I also went ahead and implemented the change to encode top level strings and buffers the same as nested ones in a branch: https://github.com/deanlandolt/bytewise-core/tree/escapement
This will need to go behind a flag to avoid a major version bump. My thinking anything that's breaking would go behind a flag, and when we cut releases we can cut two releases simultaneously -- a 1.0 with the new feature flags unset by default and a 2.0-rc with some or all of the feature flags set to true by default. This would make it a lot easier to transition between versions. Once we finish 2.0 and start working on a 3.0-rc we can do the same thing, cutting 3 releases with appropriate feature flags. That way we don't have to have multiple dev lines -- just one master with all the latest and greatest fixes.
The escapement procedure for strings and buffers we're using today is pretty goofy, and it's particularly problematic that there are two distinct serializations depending on whether the value is top level or nested in an array.
@loveencounterflow proposed that we use invalid utf8 bytes for array separation and termination, but I can't see a clean way to make this work as the array separator char absolutely MUST sort above any valid element. This would be a pretty radical change (unless I'm misunderstanding)...

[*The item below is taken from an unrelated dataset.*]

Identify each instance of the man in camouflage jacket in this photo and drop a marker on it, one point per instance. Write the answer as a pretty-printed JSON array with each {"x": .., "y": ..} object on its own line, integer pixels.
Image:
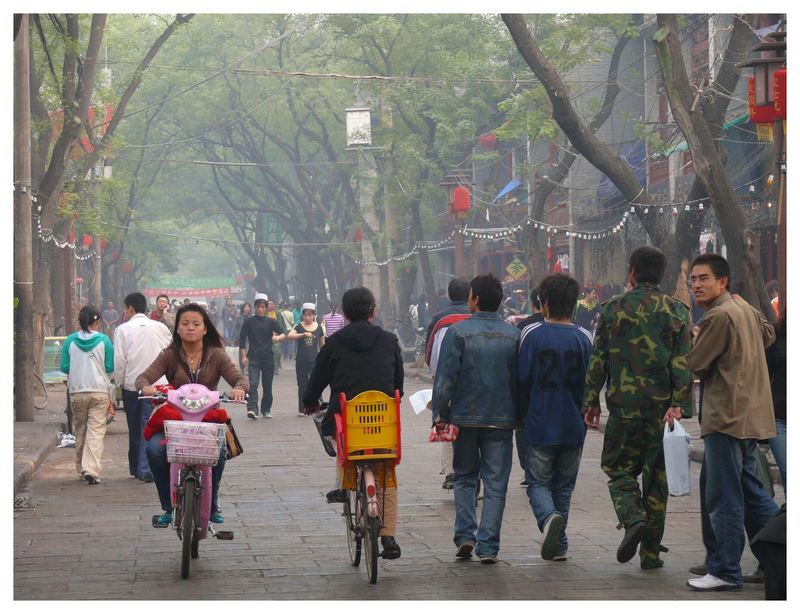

As a simpler alternative, I'd like to move to something like modified UTF8 for string encoding. It's not clear whether this completely preserves sorting behavior, but if it does it would be nice to use something so standard -- we could probably even drop in a native serializer module for added efficiency.
If modified UTF8 doesn't preserve sort semantics we could probably just stick with the existing encoding routine (though I noticed it also does high-byte escaping the same as buffer, which we can safely eliminate).

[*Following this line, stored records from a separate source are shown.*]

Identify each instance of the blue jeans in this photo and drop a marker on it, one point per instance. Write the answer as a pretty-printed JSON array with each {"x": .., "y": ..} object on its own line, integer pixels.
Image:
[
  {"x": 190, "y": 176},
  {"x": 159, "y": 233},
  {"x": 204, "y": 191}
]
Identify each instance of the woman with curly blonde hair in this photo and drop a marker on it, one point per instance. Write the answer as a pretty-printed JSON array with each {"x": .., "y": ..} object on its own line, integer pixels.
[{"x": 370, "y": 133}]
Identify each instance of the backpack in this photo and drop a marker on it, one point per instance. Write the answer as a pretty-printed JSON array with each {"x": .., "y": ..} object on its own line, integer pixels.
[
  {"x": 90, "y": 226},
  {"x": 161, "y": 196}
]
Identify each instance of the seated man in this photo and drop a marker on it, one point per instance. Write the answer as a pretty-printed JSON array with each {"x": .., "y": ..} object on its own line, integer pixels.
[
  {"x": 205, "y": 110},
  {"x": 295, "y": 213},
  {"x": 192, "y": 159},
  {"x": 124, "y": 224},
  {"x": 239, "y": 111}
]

For the buffer serialization we'll absolutely need to preserve low and high byte escaping in nested arrays, but we should really be doing this for top level encoded buffers as well for consistency. The escapement procedure we're using today leaves some bits on the table, so it would be nice to fix this up at the same time -- or to find a more standard approach that preserves lexicographical order of buffers.
Two different encodings for strings and buffers was a foolish optimization -- especially the primary use case for
bytewise
is structured (array-based) keys. At the very least we should move to consistently escaping top level strings and buffers. Anyone have any arguments against fixing this?My thinking is, if we're going to go through the trouble of making such a change, we may as well get the escapement right while we're at it. But given the vast majority of bytewise users are already using nested strings and buffers, perhaps the safer course of action would be to start by just start escaping top level strings and buffers consistently with the nested versions. We could offer a flag for back-compat, but I doubt there'll be much demand.
I'd also like to fix the utf8 escaping mistake (where we're escaping
0xff
, which can't exist in a utf8-encoded buffer). This should be completely safe as the only other byte that'd be touched by this process,0xfe
, also can't exist -- so no existing string data should be affected.